Supplements You Need after Age 50
There are a handful of supplements that aging adults require, as age can cause a decline in nutrient status, or an increase in need for certain vitamins and minerals.
1. Vitamin D
This hormone is harder to produce in the skin with age, and when individuals remain indoors and not exposed to sunlight, stores and vitamin levels can plummet. Most physicians recommend a blood test of vitamin D levels to ascertain if a supplement is necessary. The best form to supplement with is vitamin D3, or the active, animal source of vitamin D. Low vitamin D levels can lead to many health conditions, including depression, autoimmune and inflammatory diseases, cancer, and bone loss. Older adults who take just 800 IUs of vitamin D3 each day can help reduce the risk of fractures and falls.
2. Calcium
Calcium is one of those all-important minerals that the body requires on a daily basis. If you don’t consume enough, your body will pull stored calcium from bone tissue, and over time this can lead to a condition called osteopenia, and if this condition worsens, can lead to osteoporosis—a condition of brittle bones. Calcium can also help with weight loss, cardiovascular health, and help reduce high blood pressure. Most older adults need about 1,000mg of calcium each day. To put this in perspective—one (1) cup of milk has about 300mg of highly absorbable calcium.
3. Vitamin B12
This energy-giving vitamin is extremely difficult to absorb in the digestive tract. With age, this absorption decreases dramatically, and approximately 1 in 31 of elderly adults aged 51 or older have low vitamin B12 levels (<200pg/mL). Vitamin B12 is also only sourced from animal and fortified foods, meaning the vegetarian diet may not provide enough of this vitamin. Sublingual vitamin B12 supplements are an option, to allow vitamin B12 to enter the bloodstream under the tongue, and vitamin B12 shots are also an option. The best way to assess vitamin B12 status is to test methylmalonic acid levels, and if they are elevated, a deficiency in vitamin B12 is most likely present.

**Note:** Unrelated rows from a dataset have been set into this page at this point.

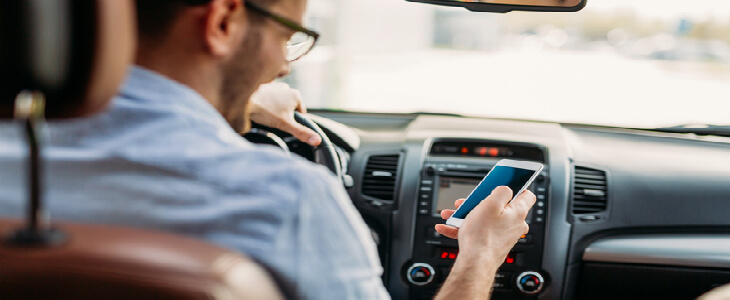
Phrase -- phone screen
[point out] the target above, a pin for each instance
(514, 178)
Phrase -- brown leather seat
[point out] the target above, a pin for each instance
(76, 54)
(100, 262)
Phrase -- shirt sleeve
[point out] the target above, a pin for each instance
(337, 257)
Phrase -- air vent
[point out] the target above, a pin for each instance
(589, 192)
(380, 175)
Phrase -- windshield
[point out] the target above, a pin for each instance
(648, 63)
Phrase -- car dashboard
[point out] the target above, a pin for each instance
(621, 213)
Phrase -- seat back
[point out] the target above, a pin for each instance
(76, 53)
(104, 262)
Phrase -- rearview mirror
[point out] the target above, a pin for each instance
(503, 6)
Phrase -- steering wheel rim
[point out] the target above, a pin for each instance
(324, 154)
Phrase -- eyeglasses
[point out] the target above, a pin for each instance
(300, 43)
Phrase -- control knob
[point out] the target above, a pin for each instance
(420, 274)
(530, 282)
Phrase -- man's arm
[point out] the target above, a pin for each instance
(273, 105)
(485, 238)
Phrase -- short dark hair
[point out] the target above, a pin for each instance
(155, 17)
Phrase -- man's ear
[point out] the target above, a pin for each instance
(225, 26)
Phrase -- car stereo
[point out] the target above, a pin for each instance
(442, 181)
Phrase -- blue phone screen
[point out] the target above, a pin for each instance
(514, 178)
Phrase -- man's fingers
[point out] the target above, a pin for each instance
(459, 202)
(524, 202)
(302, 133)
(446, 213)
(447, 231)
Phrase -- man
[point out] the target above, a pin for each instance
(165, 156)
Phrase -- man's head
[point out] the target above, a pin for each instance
(223, 49)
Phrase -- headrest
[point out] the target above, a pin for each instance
(74, 52)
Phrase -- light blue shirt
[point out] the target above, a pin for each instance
(162, 157)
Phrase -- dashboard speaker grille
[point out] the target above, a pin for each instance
(380, 176)
(590, 193)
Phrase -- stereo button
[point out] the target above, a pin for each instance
(420, 274)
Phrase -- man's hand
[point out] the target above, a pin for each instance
(486, 236)
(493, 225)
(273, 105)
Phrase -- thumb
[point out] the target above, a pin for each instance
(302, 133)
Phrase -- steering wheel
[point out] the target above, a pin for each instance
(324, 154)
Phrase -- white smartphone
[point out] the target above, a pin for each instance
(517, 175)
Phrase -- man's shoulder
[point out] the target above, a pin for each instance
(272, 168)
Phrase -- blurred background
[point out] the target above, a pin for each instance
(648, 63)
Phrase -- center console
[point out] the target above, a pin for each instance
(451, 170)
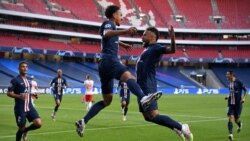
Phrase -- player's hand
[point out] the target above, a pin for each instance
(132, 30)
(171, 32)
(128, 47)
(172, 38)
(35, 95)
(22, 96)
(242, 100)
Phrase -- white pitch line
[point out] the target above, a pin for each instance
(114, 127)
(131, 112)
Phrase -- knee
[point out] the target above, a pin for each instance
(38, 123)
(106, 102)
(58, 104)
(126, 76)
(147, 119)
(21, 129)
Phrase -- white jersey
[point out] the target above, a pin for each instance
(88, 84)
(33, 86)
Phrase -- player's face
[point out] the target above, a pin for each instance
(229, 76)
(147, 38)
(23, 69)
(118, 17)
(59, 74)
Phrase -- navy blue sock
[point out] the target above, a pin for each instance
(125, 111)
(230, 127)
(56, 108)
(238, 123)
(135, 88)
(94, 110)
(19, 135)
(167, 122)
(31, 127)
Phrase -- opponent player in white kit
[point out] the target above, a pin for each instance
(88, 97)
(34, 89)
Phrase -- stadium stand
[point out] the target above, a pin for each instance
(234, 13)
(174, 78)
(241, 73)
(196, 13)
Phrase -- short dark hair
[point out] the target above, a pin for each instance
(231, 72)
(155, 31)
(110, 10)
(88, 76)
(23, 62)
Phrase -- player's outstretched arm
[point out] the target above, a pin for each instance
(245, 94)
(111, 33)
(172, 48)
(128, 47)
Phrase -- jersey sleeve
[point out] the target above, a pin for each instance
(12, 85)
(106, 26)
(52, 82)
(160, 50)
(243, 87)
(65, 82)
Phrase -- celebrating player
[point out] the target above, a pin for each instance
(125, 98)
(110, 67)
(58, 84)
(34, 89)
(235, 101)
(145, 69)
(21, 92)
(88, 97)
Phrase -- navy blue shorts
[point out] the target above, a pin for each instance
(58, 97)
(234, 110)
(125, 97)
(108, 70)
(21, 116)
(152, 106)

4. EPA/DHA Omega 3 fatty acids
With age, comes inflammation. There’s just no way around it, except to consume anti-inflammatory foods such as omega-3 fatty acids. Adults can consume 2-3 oz of fatty fish like salmon, mackerel, or sardines a couple of times per week, or take a supplement. When choosing a supplement, make sure it is packed in a light-protective bottle. Test one capsule by breaking it open, checking for a fishy odor – as this could indicate the oil inside has gone rancid. Omega -3s are heart healthy and help protect your arteries from the inflammation that causes cholesterol deposits.
5. Magnesium
The perfect mineral counterpoint to calcium, magnesium is a very important electrolyte, responsible for muscle relaxation, blood flow, and proper glucose balance. Some of the symptoms of magnesium deficiency include chronic constipation, muscle spasms or muscle tightness, high blood pressure, and environmental allergies. Magnesium deficiency is also often present in people with diabetes and heart disease. The best way to test magnesium levels is to look at the amount of magnesium on red blood cells, also called Magnesium, RBC by the lab.
6. Potassium
Potassium is another important electrolyte, which is very helpful for reducing blood pressure, and maintaining electrolyte balance within the cell. Certain medications can affect potassium levels in the blood, and so you’ll want to check with your doctor before taking a potassium supplement. It’s a better idea to ensure you are eating potassium-rich foods like fruits, vegetables, and dairy products like milk and yogurt. This will go a long way to ensure your blood pressure stays in a healthy range.
References:
Centers for Disease Control and Prevention.
Van Grevenhof J, Funderburg K. Prevention of nutritional deficiencies in the elderly. J Okla State Med Assoc. 2003 Mar;96(3):150-3.
Leif Mosekilde. Vitamin D and the elderly. Clinical Endocrinology (2005) 62, 265–281.